Paint House III

Updated on 11 July, 2025
Paint House III header image

Problem Statement

You are tasked with a challenging optimization scenario in a small city, involving a row of m houses. Each house should be painted with one of n possible colors, defined by labels from 1 to n. Not all houses need repainting, as some houses retain their colors from the last summer. The concept of a "neighborhood" refers to a sequence of adjacent houses painted the same color.

Consider a given city where the following data structures define the painting scheme:

  • houses: an array where houses[i] represents the color of house i. If houses[i] is 0, it means the house is unpainted.
  • cost: a m x n matrix where cost[i][j] represents the cost to paint house i with color j+1.

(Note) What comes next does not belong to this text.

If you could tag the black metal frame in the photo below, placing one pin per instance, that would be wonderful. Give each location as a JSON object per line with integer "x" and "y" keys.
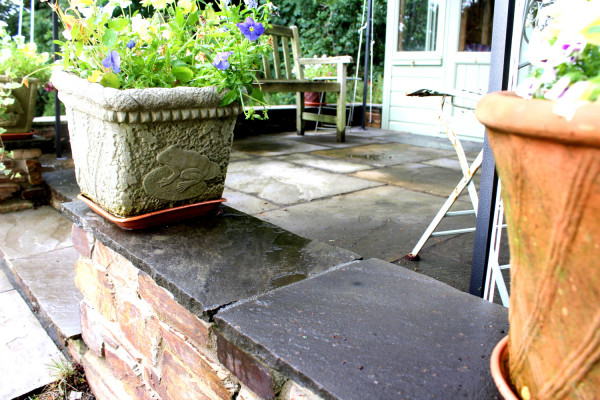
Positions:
{"x": 504, "y": 12}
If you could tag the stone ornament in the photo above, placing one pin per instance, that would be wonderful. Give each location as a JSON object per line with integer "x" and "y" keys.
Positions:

The goal is to determine the minimal painting cost to achieve exactly target neighborhoods. If the desired number of neighborhoods can't be achieved under the given constraints, the function should return -1.

Examples

Example 1

Input:

houses = [0,0,0,0,0], cost = [[1,10],[10,1],[10,1],[1,10],[5,1]], m = 5, n = 2, target = 3

Output:

9

Explanation:

Paint houses of this way [1,2,2,1,1]
This array contains target = 3 neighborhoods, [{1}, {2,2}, {1,1}].
Cost of paint all houses (1 + 1 + 1 + 1 + 5) = 9.

Example 2

Input:

houses = [0,2,1,2,0], cost = [[1,10],[10,1],[10,1],[1,10],[5,1]], m = 5, n = 2, target = 3

Output:

11

Explanation:

Some houses are already painted, Paint the houses of this way [2,2,1,2,2]
This array contains target = 3 neighborhoods, [{2,2}, {1}, {2,2}].
Cost of paint the first and last house (10 + 1) = 11.

Example 3

Input:

houses = [3,1,2,3], cost = [[1,1,1],[1,1,1],[1,1,1],[1,1,1]], m = 4, n = 3, target = 3

Output:

-1

Explanation:

Houses are already painted with a total of 4 neighborhoods [{3},{1},{2},{3}] different of target = 3.

Constraints

  • m == houses.length == cost.length
  • n == cost[i].length
  • 1 <= m <= 100
  • 1 <= n <= 20
  • 1 <= target <= m
  • 0 <= houses[i] <= n
  • 1 <= cost[i][j] <= 104

Approach and Intuition

To solve the problem of painting houses such that there are exactly target neighborhoods with minimal cost, here's a structured approach:

  1. Understand the constraints:

    • Each house has to be considered for each possible color.
    • If a house is already painted, ignore its cost and respect the existing color.
    • We need to efficiently track changes in neighborhoods as we opt for different colors.
  2. Calculate potential neighborhoods:

    • Start with an array dp[i][j][k], representing the minimal cost when considering the first i houses, ending with color j, having k neighborhoods.
    • Initialize with large numbers for impossibility and zero where applicable.
  3. Dynamic programming to fill up the dp table:

    • For houses that need painting, calculate the cost for every possible color.
    • For houses already painted, transfer and update the cost directly without altering the color.
    • The change of neighborhood is considered when the color changes from the previous house.
  4. Determine transitions:

    • Update costs combining previously computed scenarios (previous house/neighborhoods) considering current house color decisions.
    • Use nested loops effectively to cover scenarios of changing or maintaining neighborhoods.
  5. Optimize neighborhood tracking:

    • Ensure the transition does not exceed the target neighborhoods.
    • Efficient check conditions to minimize recomputation.
  6. Extract the minimum cost:

    • After filling up the dp table, the least value at positions where the color scenarios end satisfying the target neighborhoods provides the answer.
  7. Edge case handling:

    • If no valid configuration can be achieved, return -1.
    • This will be deduced when after computing all possibilities the minimal cost still indicates impossibility (remains at initialized high).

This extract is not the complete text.